There are four main ways that statistics are used to organise data. These things:

Classification

Classification is the process of putting things into groups based on how similar they are. A classification is a summary of how often each score or range of scores falls into a certain category for a variable. In its most basic form, a distribution will have a certain value of a variable and the number of people who have had that value. Once the data are collected, they should be put together in a way that lets them draw conclusions. So, by putting data into groups, the investigators take a step toward making a decision. When the raw data are set up as a frequency distribution, the information about score becomes much clearer. The number of cases that fall within a certain class interval or range of scores is shown by the frequency distribution. A frequency distribution is a table that shows the number of times each score was given by a group of people.

Tabulation

Frequency distribution can be shown in a table or a graph. Tabulation is the process of putting data that has already been sorted into a table. When data is put into tables, it is easier to understand and can be used for more statistical analysis. A table is a set of rows and columns with headings and subheadings that organises data in a way that makes sense.

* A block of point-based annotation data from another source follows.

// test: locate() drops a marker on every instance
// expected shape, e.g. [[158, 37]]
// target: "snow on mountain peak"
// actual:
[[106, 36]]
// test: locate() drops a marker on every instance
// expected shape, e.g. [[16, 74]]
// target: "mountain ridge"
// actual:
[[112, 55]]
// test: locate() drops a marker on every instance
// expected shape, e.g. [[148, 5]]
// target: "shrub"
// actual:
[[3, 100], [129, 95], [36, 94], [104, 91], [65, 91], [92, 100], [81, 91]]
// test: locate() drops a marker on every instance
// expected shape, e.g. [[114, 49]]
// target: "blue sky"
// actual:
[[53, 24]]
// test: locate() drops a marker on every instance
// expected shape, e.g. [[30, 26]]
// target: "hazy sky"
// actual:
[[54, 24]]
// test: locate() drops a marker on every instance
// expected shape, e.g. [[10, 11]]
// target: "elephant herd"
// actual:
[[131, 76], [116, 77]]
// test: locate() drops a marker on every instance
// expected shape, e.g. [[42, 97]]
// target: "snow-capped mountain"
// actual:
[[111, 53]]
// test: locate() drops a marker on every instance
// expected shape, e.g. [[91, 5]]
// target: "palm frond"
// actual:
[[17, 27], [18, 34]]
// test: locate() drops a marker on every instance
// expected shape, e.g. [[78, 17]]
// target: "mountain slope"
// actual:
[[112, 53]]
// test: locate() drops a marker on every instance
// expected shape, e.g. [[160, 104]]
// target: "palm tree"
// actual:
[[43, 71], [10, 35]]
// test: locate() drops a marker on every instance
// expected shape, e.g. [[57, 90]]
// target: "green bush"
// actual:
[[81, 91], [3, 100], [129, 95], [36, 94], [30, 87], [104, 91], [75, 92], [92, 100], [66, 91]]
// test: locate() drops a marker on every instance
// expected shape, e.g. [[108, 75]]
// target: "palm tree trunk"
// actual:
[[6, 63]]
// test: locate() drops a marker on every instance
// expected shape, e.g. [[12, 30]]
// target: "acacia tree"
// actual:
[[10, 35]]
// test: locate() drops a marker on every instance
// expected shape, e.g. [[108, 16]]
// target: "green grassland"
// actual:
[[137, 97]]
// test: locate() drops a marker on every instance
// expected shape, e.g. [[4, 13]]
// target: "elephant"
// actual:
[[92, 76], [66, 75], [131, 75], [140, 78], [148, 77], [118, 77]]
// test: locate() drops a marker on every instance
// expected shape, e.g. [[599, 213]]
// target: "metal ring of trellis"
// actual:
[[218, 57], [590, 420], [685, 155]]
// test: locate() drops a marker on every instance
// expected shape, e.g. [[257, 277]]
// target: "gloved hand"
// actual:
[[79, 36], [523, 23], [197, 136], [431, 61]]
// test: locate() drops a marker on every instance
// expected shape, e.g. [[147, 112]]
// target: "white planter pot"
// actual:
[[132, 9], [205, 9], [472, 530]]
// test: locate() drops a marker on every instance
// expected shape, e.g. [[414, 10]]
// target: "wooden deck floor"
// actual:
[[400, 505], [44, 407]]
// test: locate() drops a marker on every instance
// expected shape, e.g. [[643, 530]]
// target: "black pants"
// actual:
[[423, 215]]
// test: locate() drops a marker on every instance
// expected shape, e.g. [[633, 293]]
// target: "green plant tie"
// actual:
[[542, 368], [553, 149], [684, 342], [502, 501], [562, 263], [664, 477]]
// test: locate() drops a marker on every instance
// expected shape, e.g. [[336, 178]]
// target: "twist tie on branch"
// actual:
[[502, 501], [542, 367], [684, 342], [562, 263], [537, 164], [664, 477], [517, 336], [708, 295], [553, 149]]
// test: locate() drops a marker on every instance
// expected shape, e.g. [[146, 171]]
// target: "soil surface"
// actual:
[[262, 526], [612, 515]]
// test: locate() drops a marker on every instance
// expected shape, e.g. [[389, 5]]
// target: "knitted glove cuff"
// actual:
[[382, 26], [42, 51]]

A table is made up of these main parts:

1. Table number: If there are more than one table in an analysis, each table should have a number so that it can be found and used again. At the top of the table, the number should be written in the middle.

2. The table's name is: Every table should have a good title that says something about what's in the table. The title should be simple, short, and easy to understand. The table's title should be in the middle of the top row or just below or after the table number.

3. Captions are short headings for columns that don't need to be explained. There may be headings and subheadings in a caption. The headings should go in the middle of each column.

4. Stub: Row headings that are short and easy to understand are called "stubs."

5. Body of the table: This is the real table. It has different cells with numbers or data in them. This data arrangement stays the same as described in the captions and stubs.

6. This is written to the right of the title and tells you how the measurements in the body of the tables are written.

7. This is a qualifying statement that should be written below the table. It should explain some things about the data that the title, caption, and stubs didn't cover.

8. Source of data: At the end of the table, you should list where the data came from.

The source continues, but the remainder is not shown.